Whether it be the sight of two cats curled up together and grooming one another or the (Tuesday, January 23), attending a gloss, over-produced Madonna concert (Thursday, March 1), or struggling to find an upbeat song over the radio on a downbeat day (Wednesday, March 28), Mekas delights in the pure ecstasy of experience. Peering over a panoramic view of New York at sunset on Thursday, April 19, Mekas thrusts his hand out in front of the shaky camera lens as if to rest the city on his palm. “I give it to you. I give you all of New York. I give you all of Manhattan. I give you all of Brooklyn,” he proclaims over George Gershwin’s “Rhapsody in Blue,” promising us the same sense of power over the city and the world that fuels his cinema.

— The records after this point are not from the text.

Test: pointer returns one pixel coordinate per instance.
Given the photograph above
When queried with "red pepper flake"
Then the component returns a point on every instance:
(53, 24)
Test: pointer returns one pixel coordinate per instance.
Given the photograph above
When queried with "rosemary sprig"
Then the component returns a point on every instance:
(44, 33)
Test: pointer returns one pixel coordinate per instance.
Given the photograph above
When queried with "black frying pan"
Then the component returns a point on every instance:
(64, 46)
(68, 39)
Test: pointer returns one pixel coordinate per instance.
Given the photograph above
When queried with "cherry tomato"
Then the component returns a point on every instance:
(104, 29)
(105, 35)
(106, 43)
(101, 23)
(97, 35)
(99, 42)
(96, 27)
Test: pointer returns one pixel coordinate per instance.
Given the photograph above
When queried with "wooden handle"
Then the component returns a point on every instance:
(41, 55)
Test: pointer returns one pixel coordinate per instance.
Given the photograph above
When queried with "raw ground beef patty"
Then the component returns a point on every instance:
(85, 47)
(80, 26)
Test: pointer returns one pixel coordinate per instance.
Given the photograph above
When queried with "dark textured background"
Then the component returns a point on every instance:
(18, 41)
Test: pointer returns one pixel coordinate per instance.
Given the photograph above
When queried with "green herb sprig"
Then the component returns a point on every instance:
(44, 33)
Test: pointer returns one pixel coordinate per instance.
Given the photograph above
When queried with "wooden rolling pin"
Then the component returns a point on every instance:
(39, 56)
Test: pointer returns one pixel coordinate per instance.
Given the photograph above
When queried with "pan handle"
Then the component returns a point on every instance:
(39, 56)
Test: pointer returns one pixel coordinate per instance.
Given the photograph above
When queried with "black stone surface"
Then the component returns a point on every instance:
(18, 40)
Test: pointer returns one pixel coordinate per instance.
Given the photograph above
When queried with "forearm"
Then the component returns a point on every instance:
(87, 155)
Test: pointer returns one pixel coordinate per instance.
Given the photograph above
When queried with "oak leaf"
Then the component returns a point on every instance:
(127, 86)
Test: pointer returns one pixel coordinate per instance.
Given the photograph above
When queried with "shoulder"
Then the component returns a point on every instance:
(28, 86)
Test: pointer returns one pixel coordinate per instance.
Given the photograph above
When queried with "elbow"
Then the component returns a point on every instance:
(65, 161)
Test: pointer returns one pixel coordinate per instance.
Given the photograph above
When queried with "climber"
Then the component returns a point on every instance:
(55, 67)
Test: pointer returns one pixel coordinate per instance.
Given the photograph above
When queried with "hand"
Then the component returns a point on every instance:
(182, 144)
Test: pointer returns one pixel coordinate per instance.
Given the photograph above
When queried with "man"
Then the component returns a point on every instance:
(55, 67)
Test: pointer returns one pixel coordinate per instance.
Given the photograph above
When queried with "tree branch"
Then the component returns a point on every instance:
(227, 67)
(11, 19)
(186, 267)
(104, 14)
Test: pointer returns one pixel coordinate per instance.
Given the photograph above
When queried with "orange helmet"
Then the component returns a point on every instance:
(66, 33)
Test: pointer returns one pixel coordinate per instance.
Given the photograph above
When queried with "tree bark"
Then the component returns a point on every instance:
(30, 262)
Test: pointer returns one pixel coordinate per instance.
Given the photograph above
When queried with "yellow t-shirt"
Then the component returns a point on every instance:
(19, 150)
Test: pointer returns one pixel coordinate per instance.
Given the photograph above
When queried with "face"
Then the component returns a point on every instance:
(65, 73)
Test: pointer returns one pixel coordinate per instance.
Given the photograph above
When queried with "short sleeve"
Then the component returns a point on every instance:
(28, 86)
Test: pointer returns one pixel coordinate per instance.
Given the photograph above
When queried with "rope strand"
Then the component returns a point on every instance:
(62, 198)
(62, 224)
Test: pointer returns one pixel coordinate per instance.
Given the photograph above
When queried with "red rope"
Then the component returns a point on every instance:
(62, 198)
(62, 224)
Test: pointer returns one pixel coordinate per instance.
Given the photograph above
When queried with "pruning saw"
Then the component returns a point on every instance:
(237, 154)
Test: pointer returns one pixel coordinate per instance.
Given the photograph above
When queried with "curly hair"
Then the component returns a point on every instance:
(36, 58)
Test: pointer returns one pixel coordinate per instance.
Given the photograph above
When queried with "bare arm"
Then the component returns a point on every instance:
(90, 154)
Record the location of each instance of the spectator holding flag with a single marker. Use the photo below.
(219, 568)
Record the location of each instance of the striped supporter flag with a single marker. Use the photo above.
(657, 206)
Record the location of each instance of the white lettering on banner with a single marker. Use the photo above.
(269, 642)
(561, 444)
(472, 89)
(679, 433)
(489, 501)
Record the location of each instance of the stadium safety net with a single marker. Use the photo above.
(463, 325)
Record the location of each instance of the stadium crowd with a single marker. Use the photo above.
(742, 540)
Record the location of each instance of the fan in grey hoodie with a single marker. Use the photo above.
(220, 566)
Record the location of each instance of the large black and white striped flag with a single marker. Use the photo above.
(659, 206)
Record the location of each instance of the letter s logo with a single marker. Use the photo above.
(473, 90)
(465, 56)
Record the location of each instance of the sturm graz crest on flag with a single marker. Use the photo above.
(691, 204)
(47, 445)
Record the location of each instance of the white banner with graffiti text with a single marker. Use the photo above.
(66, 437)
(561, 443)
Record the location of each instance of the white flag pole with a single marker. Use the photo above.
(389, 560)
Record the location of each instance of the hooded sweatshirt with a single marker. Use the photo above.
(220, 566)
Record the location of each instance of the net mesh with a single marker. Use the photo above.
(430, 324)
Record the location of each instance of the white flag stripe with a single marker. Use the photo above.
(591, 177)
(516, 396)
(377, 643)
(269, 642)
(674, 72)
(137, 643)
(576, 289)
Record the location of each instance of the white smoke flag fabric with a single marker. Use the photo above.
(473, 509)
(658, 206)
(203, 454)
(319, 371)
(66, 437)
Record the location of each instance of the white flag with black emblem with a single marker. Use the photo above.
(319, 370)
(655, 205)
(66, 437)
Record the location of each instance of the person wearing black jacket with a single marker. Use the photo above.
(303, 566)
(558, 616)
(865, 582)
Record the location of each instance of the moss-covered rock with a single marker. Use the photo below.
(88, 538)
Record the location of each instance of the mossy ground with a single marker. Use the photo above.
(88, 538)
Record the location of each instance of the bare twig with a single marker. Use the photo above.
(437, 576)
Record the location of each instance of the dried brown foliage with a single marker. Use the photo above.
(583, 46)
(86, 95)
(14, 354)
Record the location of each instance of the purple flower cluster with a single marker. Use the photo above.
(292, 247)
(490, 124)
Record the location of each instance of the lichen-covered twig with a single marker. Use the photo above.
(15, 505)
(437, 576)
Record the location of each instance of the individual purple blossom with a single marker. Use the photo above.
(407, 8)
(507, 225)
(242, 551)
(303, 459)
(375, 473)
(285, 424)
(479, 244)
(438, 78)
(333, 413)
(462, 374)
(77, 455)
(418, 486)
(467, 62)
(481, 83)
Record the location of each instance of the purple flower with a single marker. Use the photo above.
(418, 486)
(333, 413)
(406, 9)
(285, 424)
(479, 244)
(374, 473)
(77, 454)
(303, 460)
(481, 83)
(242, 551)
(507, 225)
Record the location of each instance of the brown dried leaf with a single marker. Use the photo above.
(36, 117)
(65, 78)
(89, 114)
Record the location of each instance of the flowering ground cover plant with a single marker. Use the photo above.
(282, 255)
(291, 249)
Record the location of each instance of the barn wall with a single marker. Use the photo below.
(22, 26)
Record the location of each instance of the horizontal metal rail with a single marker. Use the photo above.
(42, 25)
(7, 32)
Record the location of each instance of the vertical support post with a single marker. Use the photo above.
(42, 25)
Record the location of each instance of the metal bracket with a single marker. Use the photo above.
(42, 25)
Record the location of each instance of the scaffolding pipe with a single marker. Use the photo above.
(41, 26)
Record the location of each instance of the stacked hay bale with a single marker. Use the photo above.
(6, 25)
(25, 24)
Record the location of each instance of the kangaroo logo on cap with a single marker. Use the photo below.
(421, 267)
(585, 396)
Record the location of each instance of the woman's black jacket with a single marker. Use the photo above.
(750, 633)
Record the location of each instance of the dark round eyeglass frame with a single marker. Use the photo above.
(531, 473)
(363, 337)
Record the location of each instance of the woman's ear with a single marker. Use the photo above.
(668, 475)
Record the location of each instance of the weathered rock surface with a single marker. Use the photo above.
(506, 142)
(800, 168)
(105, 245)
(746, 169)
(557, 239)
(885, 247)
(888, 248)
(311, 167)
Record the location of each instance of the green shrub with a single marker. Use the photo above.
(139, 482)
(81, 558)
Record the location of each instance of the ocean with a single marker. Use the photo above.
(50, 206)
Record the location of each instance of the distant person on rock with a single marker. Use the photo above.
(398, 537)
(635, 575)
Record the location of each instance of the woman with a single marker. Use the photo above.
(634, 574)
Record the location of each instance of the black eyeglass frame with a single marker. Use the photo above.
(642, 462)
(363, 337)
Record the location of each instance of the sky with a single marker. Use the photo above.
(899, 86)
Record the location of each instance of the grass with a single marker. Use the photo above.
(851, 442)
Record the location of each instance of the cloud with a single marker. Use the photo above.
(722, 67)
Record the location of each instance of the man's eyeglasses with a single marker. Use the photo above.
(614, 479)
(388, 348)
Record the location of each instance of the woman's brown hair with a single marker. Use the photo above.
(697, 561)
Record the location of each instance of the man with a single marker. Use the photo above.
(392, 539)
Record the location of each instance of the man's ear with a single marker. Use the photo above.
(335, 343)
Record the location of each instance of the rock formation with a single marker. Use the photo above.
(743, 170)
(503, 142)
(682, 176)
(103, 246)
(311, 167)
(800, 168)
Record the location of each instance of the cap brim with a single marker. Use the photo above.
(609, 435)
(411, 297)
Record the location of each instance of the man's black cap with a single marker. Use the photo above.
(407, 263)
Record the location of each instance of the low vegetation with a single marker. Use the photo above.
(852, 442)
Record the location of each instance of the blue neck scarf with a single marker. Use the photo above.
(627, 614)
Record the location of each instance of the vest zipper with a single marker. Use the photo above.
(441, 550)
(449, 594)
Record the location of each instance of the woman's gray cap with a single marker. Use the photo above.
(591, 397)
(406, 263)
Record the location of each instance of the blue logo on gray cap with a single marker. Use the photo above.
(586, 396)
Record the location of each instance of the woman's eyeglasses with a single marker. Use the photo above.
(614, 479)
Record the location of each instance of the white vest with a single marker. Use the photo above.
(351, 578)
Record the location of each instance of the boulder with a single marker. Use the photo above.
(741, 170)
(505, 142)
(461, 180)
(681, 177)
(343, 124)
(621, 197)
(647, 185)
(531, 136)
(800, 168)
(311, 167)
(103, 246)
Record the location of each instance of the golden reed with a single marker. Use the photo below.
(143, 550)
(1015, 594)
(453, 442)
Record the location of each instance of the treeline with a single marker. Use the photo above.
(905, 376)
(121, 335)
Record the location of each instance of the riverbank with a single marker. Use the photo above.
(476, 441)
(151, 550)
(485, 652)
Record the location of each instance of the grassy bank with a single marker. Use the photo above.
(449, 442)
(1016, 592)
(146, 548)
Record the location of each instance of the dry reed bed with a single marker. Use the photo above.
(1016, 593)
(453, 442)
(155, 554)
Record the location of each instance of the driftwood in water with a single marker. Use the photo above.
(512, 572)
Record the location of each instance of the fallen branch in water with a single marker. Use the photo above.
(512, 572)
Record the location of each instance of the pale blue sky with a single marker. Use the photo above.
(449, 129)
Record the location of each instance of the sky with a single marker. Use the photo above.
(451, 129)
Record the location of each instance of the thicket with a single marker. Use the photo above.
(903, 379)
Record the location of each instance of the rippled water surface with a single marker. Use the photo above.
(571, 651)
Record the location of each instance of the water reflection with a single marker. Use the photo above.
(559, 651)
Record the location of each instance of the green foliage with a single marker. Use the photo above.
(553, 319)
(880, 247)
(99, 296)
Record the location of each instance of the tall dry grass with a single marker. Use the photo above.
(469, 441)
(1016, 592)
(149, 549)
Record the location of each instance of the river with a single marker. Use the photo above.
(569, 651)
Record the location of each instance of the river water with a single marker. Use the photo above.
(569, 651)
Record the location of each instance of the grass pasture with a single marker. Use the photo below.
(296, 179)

Debuting just a year after the launch of YouTube, the 365 Day Project feels like an alternative scenario showing what could have been had the internet not lost its soul to the Bezos and Zuckerbergs of the world. When what was once revolutionary about Jonas Mekas’s diaristic cinema — his unwavering belief in amateur aesthetics and banal subject matter — can seem depressingly co-opted and rebranded by the glut of vloggers and influencers capturing every hamburger and eyeliner they consume in a bid for fame, attention, and sponsorships, it can be hard to not feel jaded. In lieu of rabid attention-wrangling, the 365 Day Project is a decidedly intimate affair that rewards a relaxed stroll through its numerous vignettes with routine and simple amusements that can happen upon the sublime.